I have a tracking system. The system will record the status of an object regularly, all the status records are stored in one table. And it will keep a history of maximum 1000 status record for each object it tracks. The maximum objects the system will track is 100,000. Which means I will potentially have a table size of 100 million records.
I have to generate a report on the latest status of all objects being tracked at a particular point in time, and also I have to allow user to sort and filter on different columns in the status record displayed in the report.

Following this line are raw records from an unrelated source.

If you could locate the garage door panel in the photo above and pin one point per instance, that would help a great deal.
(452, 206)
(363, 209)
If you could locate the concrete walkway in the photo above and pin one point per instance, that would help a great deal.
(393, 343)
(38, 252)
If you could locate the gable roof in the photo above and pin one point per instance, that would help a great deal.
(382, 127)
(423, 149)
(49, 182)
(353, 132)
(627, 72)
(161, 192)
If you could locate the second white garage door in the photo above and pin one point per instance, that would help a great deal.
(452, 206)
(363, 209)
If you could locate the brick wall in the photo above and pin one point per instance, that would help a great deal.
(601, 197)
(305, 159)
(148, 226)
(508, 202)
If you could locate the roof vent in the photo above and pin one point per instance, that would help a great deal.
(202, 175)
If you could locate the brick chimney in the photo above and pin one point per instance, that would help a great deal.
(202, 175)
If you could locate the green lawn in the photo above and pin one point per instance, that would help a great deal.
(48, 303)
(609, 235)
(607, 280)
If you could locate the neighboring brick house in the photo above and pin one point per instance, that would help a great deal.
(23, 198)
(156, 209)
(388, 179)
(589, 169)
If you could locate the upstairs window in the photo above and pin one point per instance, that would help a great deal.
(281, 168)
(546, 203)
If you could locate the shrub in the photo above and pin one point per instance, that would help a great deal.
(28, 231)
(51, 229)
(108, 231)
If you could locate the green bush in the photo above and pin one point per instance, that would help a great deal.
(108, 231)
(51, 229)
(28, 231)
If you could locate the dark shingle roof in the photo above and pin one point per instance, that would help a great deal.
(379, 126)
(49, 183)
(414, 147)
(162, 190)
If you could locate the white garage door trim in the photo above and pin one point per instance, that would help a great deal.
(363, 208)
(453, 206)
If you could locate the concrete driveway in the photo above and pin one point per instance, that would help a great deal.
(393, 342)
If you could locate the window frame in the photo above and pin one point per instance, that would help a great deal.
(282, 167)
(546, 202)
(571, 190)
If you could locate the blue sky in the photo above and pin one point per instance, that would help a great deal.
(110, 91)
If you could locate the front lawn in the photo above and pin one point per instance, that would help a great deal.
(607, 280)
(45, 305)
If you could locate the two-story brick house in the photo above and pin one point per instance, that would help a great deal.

The following is a brief description in the status record (they are not actual code)
I have tried to do the following, it works very well with around 20,000 objects. (The query return in less than 10s) But when I have 100,000 objects it becomes very very slow. (I don't even have patience to wait for it to return.... I kill it after 30 mins)
select * from statusrecord s1 INNER JOIN ( SELECT objectId , MAX(datetime) AS msdt FROM statusrecord WHERE startDatetime <= 1233897527657 GROUP BY objectId ) AS s2 ON ( s1.objectId = s2.objectId AND s1.datetime = s2.msdt ) where ( capacity < 10.0 ) order by s1.datetime DESC, s1.objectId DESC;
I did try to write a store procedure like below, for 100,000 objects and 1000 status records / object, it returns in around 30 mins.
CREATE OR REPLACE FUNCTION getStatus(pitvalue BIGINT) RETURNS SETOF statusrecord AS $BODY$
FOR object IN SELECT * FROM objectRecord
EXECUTE 'SELECT * FROM statusrecord WHERE objectId = ' || quote_literal(object.objectId) ||
' AND datetime <= ' || quote_literal(pitvalue) || ' ORDER BY datetime DESC'
IF FOUND THEN
RETURN NEXT status;
$BODY$ LANGUAGE plpgsql;
Just wanna to know if anyone have a different approach to my scenario. Thanks a lot.
"Lisa, in this house, we obey the laws of thermodynamics!" - Homer Simpson
"I have my standards. They may be low, but I have them!" - Bette Middler
"It's a book about a Spanish guy named Manual. You should read it." - Dilbert
When you model this type of information, what you really want to do is have both a start and end time for that status. That way the info you need is all in one row. As you've found out doing self joins is cumbersome and slower.
Additionally, why are you storing datetime as bigint?